TITLE:
Irvingia Fat Ageing: Study of Chemical Characteristics Related to MIR Spectroscopy
AUTHORS:
Aristide H. W. Nakavoua, Gadet M. Dzondo, Aubin N. Loumouamou, Louis Matos, Gilles Figueredo
KEYWORDS:
Ageing, Irvingia gabonensis, MIR, Cis-Trans, Isomerism
JOURNAL NAME:
Spectral Analysis Review,
Vol.7 No.1,
January
31,
2023
ABSTRACT: The Irvingia gabonensis kernels, which have
been extensively studied for their numerous virtues, including the ability to
act against the accumulation of fats in the body[1], contain
an oil. The aging of this oil under two different conditions of conservation
was the subject of our work. One of the results was an increase in the content
of long-chain carbonaceous fatty acids during aging for 11 months of storage at
low temperature (6℃) and at 30℃. This behavior does not find a concordant explanation by the comparative
analysis of the chemical indices.
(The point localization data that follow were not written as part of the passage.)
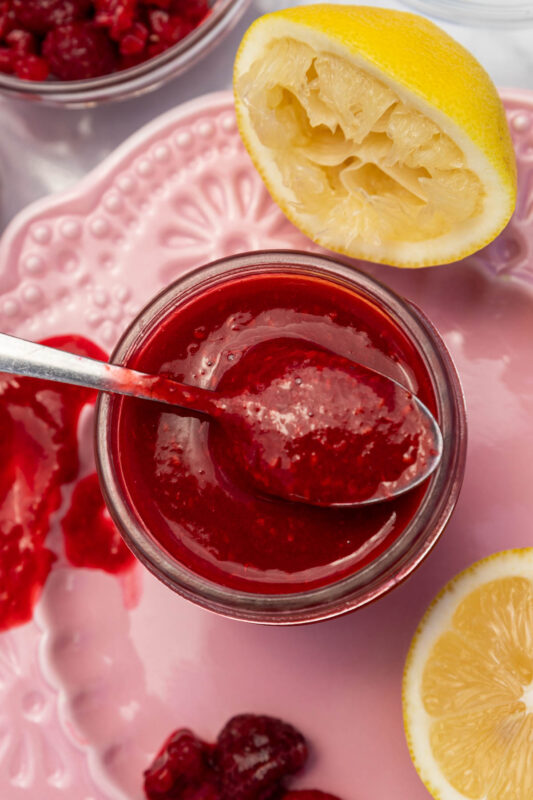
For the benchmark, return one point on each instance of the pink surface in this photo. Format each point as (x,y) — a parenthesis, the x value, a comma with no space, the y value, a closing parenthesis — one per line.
(120,675)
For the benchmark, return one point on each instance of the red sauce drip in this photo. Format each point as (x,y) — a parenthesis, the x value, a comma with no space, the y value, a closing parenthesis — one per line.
(38,424)
(211,523)
(91,538)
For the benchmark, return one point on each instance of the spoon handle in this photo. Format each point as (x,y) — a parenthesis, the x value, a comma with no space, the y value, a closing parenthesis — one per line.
(21,357)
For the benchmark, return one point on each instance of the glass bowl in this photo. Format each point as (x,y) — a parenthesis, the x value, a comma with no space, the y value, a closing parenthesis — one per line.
(477,12)
(137,80)
(358,585)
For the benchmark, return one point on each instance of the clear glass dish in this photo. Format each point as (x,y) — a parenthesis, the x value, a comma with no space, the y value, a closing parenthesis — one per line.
(361,586)
(137,80)
(477,12)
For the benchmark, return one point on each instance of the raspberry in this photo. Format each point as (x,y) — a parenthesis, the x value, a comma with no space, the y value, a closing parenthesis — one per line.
(192,11)
(182,769)
(32,68)
(21,42)
(255,753)
(308,794)
(79,51)
(134,40)
(7,18)
(166,29)
(7,61)
(116,15)
(41,16)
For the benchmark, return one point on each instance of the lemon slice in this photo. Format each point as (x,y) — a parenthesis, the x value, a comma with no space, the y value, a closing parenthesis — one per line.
(468,684)
(377,134)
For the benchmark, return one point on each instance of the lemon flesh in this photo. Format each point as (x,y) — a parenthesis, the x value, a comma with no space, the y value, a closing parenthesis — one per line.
(468,684)
(360,144)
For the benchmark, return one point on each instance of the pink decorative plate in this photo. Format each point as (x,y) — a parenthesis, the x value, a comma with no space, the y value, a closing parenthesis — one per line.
(125,663)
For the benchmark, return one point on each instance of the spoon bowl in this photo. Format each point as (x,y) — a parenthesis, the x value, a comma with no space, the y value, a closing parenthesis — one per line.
(291,419)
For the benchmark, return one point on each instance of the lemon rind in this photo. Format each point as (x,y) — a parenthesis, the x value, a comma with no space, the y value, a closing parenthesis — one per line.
(517,562)
(450,247)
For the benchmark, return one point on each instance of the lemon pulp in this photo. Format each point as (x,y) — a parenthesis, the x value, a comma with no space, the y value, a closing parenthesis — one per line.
(357,160)
(468,691)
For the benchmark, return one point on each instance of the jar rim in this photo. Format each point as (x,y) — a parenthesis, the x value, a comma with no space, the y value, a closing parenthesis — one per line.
(414,542)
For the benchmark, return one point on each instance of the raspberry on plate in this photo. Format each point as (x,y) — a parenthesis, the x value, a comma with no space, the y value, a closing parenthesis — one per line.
(79,51)
(255,753)
(182,768)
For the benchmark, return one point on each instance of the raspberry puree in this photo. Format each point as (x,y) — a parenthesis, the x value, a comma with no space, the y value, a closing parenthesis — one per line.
(38,426)
(39,450)
(187,493)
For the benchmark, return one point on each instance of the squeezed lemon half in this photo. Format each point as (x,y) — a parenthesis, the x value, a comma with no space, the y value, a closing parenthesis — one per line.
(468,684)
(377,134)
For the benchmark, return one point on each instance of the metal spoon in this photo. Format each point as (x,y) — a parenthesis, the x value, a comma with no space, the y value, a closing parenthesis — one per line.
(298,422)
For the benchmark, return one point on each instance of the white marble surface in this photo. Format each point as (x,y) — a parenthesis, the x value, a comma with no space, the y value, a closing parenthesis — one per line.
(44,150)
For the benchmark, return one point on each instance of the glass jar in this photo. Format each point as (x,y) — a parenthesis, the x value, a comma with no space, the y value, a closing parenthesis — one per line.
(137,80)
(360,582)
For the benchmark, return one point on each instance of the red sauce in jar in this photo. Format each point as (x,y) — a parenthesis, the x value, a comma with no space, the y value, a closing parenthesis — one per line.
(211,523)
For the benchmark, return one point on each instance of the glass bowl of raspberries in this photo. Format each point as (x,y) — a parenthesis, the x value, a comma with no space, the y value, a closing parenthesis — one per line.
(82,52)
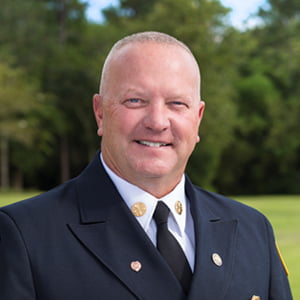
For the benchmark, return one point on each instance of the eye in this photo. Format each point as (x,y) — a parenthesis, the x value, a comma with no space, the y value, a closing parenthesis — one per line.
(133,102)
(178,104)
Hence, there is the need to use the Medium
Infra-Red spectroscopy (MIR) which allowed to clarify the information of the
saponification index, to justify the weakness of the formation of peroxides in
the case of the conservation at 30℃ and to
confirm the information given by the peroxide index. It also allowed to understand
the formation of the long carbon chains by
the “cis-trans” isomerization and the
homolytic cuts which intervene within the matrix of the fat by
the analysis of the number of -CH2 and -CH3 groups in the two conditions
of conservation. This study reveals that the rapid solidification of Irvingia gabonensis oil at room
temperature[2] is an
advantage for its preservation at room temperature but a great weakness when
the fat is stored at low temperature.